25. Wurde von Seiten des Bundesministeriums für auswärtige Angelegenheiten auf

das iranische Angebot, "als Zeichen des guten Willens" den österreichischen

Behörden Kontakte zu den drei des Mordes verdächtigen Iranern zu ermöglichen,

um von diesen eine Stellungnahme einholen zu können, zurückgegriffen? Wenn

ja, in welcher Weise? Wenn nein, warum wurde dieses "Angebot" nicht

wahrgenommen?

26. Inwieweit wurde vom Bundesministerium für auswärtige Angelegenheiten nach

dem 28. Juni 1990 (Ende des Berichts) die Causa "Kurden-Morde" weiterverfolgt?
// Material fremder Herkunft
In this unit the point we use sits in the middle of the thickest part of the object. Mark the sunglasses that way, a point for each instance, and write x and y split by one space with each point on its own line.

Bei welchen der seit damals sehr zahlreichen Kontakten auf Außenminister-

Ebene wurde die Frage der Auslieferung der Verdächtigen konkret angesprochen

und wie hat die iranische Seite darauf reagiert?

27. Wurde seitens des Iran zu irgendeinem Zeitpunkt gedroht, daß die Kurden-Affäre

Konsequenzen für den UNO-Standort Wien haben könnte, wenn sie nicht

zufriedenstellend im Sinne des Iran abgeschlossen würde?